Now that reasoned critique has been rebranded as class warfare, optimism for the near term is a little naive. Even with the best of outcomes next November, we're still in for a bone-jarring ride. Why is it so hard for those at the helm to see America as family, rather than as marks in some sordid con? The impact of big money on policy is a matter of public record, and it is not a pretty one. When you can effectively buy the passage or blockage of legislation, then good government merely means "good for you."

But the structure and functioning of our political system has also evolved to make it even more resistant to change—e.g. just note the way the use of the filibuster has risen over the past couple of decades. This means that policy can no longer keep pace with economic exigencies, creating what Walter Lippmann called "drift," which militates in favor of the status quo and exacerbates existing inequality. (See Lippmann's flawed but seminal volume "Drift and Mastery," an influential attempt to get to grips with similar unrest in this country back in 1914.) Also note that if one party chooses not to play the filibuster game—say, in the interest of fair play or good faith—this creates a ratchet effect in the direction of the policies of the side that does use this stifling tool. So: polarization and impasse—or "the Divided States of America."

We need to get the word out.
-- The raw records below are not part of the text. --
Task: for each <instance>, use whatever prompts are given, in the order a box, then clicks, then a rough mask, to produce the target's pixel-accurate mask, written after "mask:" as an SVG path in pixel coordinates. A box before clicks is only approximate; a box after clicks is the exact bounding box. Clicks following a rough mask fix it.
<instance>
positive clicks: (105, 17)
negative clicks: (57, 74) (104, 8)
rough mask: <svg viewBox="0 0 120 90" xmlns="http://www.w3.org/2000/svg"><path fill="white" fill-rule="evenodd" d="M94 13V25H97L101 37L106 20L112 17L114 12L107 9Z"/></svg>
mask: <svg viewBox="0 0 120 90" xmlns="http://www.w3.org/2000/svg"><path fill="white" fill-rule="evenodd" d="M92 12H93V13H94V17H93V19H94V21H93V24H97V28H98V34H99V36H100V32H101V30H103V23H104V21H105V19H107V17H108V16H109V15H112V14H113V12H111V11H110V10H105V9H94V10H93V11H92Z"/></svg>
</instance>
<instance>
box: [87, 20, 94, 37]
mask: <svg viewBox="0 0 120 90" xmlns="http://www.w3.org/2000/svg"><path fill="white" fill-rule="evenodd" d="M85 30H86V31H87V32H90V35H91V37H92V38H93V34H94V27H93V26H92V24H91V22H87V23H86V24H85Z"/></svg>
What we are up against is organized money, and what that money buys them is a lot of noise—noise that conflates sentimentality with compassion, and rationalization with reason. Organized money is remarkably proficient in using institutionalized irrationality to sway vast armies of religious fundamentalists—no one is more susceptible to simplistic zealotry and sophistry than people whose minds are so peculiarly constituted as to both expect and enjoy its deployment. I hasten to add that these are often very decent people; they are not to be scorned for being they way they are. The distinctive modes of mass delusion and specious reasoning to which they are accustomed are the product of very sophisticated and pernicious memeplexes that have been evolving resistance to rational scrutiny for hundreds—and sometimes thousands—of years. These modes of non-thinking are baked into the wetware from a very early age, and nothing will ever shift them once those habits of mind have annealed in that configuration.

But there's hope for the rest of us—the young and the passionately curious of all ages and stripes. And here's the bottom line: there are more of us than there are of them, and we know something. We know that social justice isn't just a good idea; it's also the smart money strategy for sustainability in complex iterated games—particularly where the relevant agents are these "human being" thingies. That means we also know that if they win, everybody loses; that species survival may well depend on the triumph of curiosity over dogma, and of empathy over narcissism. Perhaps most importantly, we know that the only hell we need fear is the one we build for ourselves, or allow to be constructed in our name.

So let's get to fucking work. There's simply too much lo lose to justify passivity.